The architecture model documents the modular breakdown of the system, and thus probably the breakdown of teams and assignments and responsibilities as well.
The design models are broad-scale maps to what’s in the code. To say, “The code is the design,” is simply impractical: it doesn’t scale well. Any given diagram may reflect hundreds or even thousands of lines of code. If you try to comprehend that code a line at a time, you might never be able to understand the system; but if you try to comprehend a model first and then dig into the code for more specifics, your understanding will grow much more quickly.
So if you don’t throw out the models (except, perhaps, for temporary models: proof-of-concept sketches that you throw together just as you’re playing with ideas), when do you maintain them? It’s not possible to be constantly changing your model, updating every single time you make a change to your code. Instead, you should consider one or more of the following approaches:
Every time you start a new phase of development—a new release, a new iteration, a new set of requirements—start by modeling what is new and what has changed.

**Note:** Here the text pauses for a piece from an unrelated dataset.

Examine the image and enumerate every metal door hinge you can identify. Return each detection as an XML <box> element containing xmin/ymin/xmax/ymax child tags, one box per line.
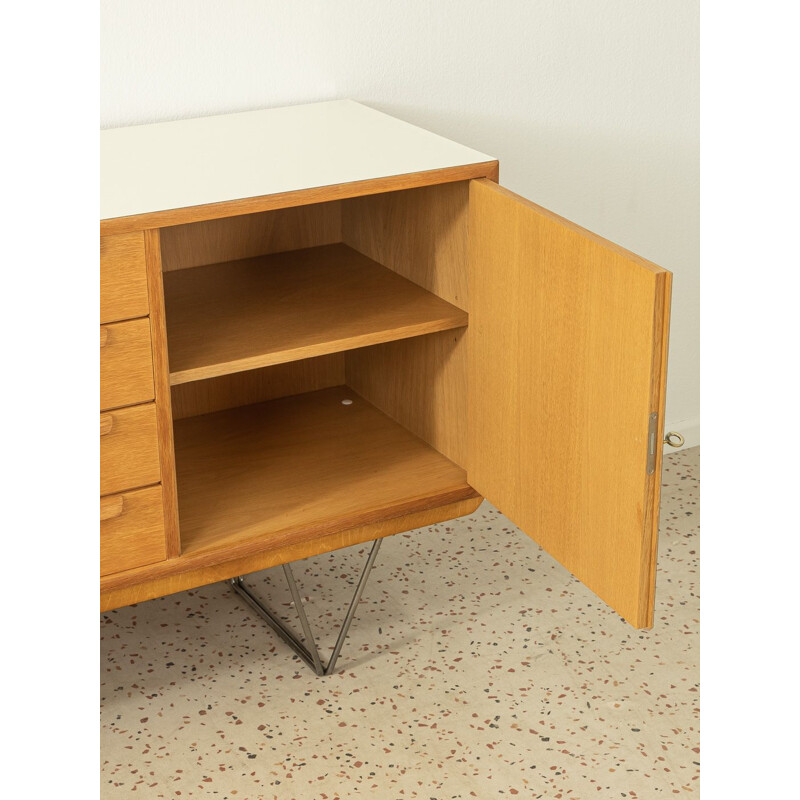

• When you inherit code, and nobody ever bothered to create a design for it in the first place
A powerful technique for learning existing code is to reverse engineer the existing structure with an automated tool, and then to reverse engineer the behavior of that code by reading the code and reading the structure. As you learn what the code does, capture that understanding as Use Case, Activity, and Sequence Diagrams. This is one example of The Outline Effect at work (see Chapter 1).
• When you see a problem
In Refactoring, Fowler7 describes this approach when it comes to code: when you see an opportunity to improve code, you make the change immediately (and then thoroughly test to ensure that you didn’t break anything in the process). Essentially, you “polish” the code wherever you see that it’s tarnished. Similarly, if you see that the model is incorrect or incomplete in an area where you’re working, don’t throw the model out, and don’t ignore the problem. Fix the problem now, when you see it. This way, the model naturally improves precisely in those areas where the most work is being done. This is another way to leverage The Outline Effect: by fixing the model, you have to think about the existing code and your new code more thoroughly, and will be thus more likely to make correct changes in both the model and the code.
• When you can’t see a problem
If you’re chasing down a bug and you can’t find it in the model or in the code, make a new model, based on the code. That will be an “as built” model. Then compare the “as built” model to the “as designed” model. The contrast will give you one more way of looking for the bug. Then, when you find it, fix the “as built” model, fix the bug, and replace the “as designed” model with the “as built” model.
• When it hurts
When you find that the model is consistently wrong and consistently misleading you in understanding the code, take time out to bring it up to date.
Some developers advocate an approach whereby they don’t bother updating the model, as long as it still conveys the correct intent of the code, even if the two have become inconsistent in places. But if the model and code have diverged to such an extent that the code is unrecognizable with respect to the model, then the team should have a meeting, to figure out whether the model is wrong or the programmer just decided to do his own thing. The value of models in this kind of situation is in their ability to capture intent, more than implementation. As ever, follow rule number one, and Do What Works.
So in summary, The Highway Map Rule is this: throw away temporary models; keep permanent, official models; update the official models as you get the chance; and don’t get overly concerned when the official model and the code aren’t quite in step.